Matias osservava la scena in stato catatonico, era rimasto immobile sulla soglia della porta, forse l'avevano visto, forse no, ma non riusciva a muoversi da lì, come se avessero messo delle ganasce alle sue gambe, come se avessero buttato una colata di cemento sui suoi piedi.
Da quel punto vedeva il culo nudo del compagno di squadra di Lucas, che era piegato a novanta, mentre succhiava l'altro cazzo.
Da quanto stava lì? Da quanto stava osservando quella scena? Erano passati minuti o erano ore? Non lo sapeva più, non sapeva più niente. Il suo castello era franato come se fosse di carta.

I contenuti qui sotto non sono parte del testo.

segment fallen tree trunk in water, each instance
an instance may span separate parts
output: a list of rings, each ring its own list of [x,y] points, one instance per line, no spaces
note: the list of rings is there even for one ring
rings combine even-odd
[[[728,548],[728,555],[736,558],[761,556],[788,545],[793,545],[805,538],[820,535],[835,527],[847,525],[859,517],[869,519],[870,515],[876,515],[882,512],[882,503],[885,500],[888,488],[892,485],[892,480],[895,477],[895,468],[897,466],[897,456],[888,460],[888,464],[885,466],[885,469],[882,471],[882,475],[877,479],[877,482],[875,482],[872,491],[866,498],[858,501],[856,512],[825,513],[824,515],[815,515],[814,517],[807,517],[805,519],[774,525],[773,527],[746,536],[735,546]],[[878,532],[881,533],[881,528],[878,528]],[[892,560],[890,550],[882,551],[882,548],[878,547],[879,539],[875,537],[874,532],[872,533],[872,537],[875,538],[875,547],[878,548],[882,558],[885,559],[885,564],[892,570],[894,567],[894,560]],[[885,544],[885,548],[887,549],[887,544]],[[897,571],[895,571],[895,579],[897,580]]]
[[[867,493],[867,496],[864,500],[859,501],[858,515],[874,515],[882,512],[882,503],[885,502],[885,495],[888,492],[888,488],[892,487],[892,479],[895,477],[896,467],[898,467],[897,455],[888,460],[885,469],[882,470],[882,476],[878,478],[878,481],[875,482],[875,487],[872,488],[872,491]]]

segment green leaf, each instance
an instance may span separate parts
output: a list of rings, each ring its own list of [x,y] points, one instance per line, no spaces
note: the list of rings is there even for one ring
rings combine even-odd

Le spinte diventarono sempre più veloci fino a che entrambi sborrarono su di lui. Il primo inondando le sue natiche lisce e sode, il secondo spruzzando nella sua faccia, nel dolce viso che aveva fatto innamorare Matias.
L'arbitro si riscosse, non si era reso conto di stare piangendo e dalla posizione in cui si trovava, non sarebbe mai riuscito a vedere che anche Lucas aveva il viso bagnato di lacrime e sperma.
Si girò e corse via, il più velocemente possibile, il più lontano possibile. Uscì dalla palestra, arrivò davanti alla macchina, aveva il fiato corto e, non riusciva a respirare bene, cercò di regolarizzare il suo respiro, ma non ci riuscì. Iniziò invece a singhiozzare nel buio del parcheggio. Aveva ripreso a piovere e l'acqua del cielo si confondeva con le sue lacrime amare.
Quel giorno pioveva, il bel tempo che aveva nel suo cuore se ne era andato, volato via come colombe liberate dalla gabbia, ma non era un volo di libertà, era un volo di disperazione.
Dopo una giornata di sole torna sempre il temporale a rovinare tutto.